The Healthcare Information and Management Systems Society plans to invest $1 million to open 25,000 square feet of exhibition, demonstration and interoperability testing space in the Global Center for Health Innovation in Cleveland, formerly the Cleveland Medical Mart.
Chicago-based HIMSS expects to spend another $1 million a year on operation of the facility.
Half of the space, 12,500-square feet, initially, will be devoted to the HIMSS Health IT Ecosystem, a “fully operational, multi-facility environment populated with simulated patient demographic, clinical and financial data,” creating both a physical and 24/7 virtual testing capability, the organization said in a news release and HIMSS officials said during a news conference Tuesday. “The health and healthcare communities will be able to plug into this environment and both test and demonstrate a specific product's interoperability capabilities,” according to the release.
The other half will house the HIMSS Healthcare Technology Showcase, a place where “the health and healthcare community will find opportunities to participate in long-lasting exhibits themed around harnessing the power of IT,” using mobile devices, consumer-driven healthcare, and evidence-based care, the news release said.
HIMSS President and CEO H. Stephen Lieber said his organization has been planning for participating in the launch of a permanent “medical mart” for the exhibition of health IT wares and capabilities “over the last four or five years.”

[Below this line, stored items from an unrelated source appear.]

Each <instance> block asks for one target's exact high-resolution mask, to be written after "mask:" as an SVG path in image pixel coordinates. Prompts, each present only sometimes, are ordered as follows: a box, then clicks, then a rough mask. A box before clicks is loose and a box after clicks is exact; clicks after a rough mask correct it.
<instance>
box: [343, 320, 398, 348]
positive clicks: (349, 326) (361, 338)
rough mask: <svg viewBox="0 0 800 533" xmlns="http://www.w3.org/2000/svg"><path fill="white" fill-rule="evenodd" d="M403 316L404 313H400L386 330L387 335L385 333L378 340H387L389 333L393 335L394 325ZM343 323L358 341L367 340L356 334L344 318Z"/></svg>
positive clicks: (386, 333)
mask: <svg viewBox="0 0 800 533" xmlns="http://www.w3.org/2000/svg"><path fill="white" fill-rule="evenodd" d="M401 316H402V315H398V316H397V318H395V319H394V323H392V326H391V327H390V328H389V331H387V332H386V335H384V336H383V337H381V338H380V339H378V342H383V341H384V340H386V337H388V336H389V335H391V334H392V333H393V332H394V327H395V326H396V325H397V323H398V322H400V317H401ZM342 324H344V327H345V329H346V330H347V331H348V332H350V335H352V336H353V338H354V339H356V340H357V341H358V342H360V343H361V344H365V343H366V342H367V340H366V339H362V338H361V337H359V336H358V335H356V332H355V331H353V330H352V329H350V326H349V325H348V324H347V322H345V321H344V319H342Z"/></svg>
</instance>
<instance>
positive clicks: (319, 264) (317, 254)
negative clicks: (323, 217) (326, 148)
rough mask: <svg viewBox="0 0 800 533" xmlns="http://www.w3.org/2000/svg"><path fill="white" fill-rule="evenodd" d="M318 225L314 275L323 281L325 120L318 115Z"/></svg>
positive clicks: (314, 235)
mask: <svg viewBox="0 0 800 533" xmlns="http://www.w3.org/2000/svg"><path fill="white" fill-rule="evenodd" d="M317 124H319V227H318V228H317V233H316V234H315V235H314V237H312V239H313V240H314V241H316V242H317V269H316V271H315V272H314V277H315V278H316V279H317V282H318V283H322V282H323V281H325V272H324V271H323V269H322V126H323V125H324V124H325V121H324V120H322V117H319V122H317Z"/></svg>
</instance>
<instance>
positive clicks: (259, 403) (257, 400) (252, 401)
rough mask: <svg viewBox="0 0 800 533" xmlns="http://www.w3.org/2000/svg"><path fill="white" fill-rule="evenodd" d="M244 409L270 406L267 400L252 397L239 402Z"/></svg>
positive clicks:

Meanwhile, medical marts planned for New York and Nashville “didn't get off the ground,” Lieber said, but the Cleveland center has received commitments from GE, Johnson Controls and the Cleveland Clinic, which in
December announced its 11th Medical Innovation Summit would move from its campus to the new center.
“This is a dedicated facility for the purpose fostering health innovation,” Lieber said. “There is an audience that will naturally be going through this facility,” which is adjacent to the Cleveland convention center. Lieber said the showcase section could double, adding another 12,500 square feet by 2016.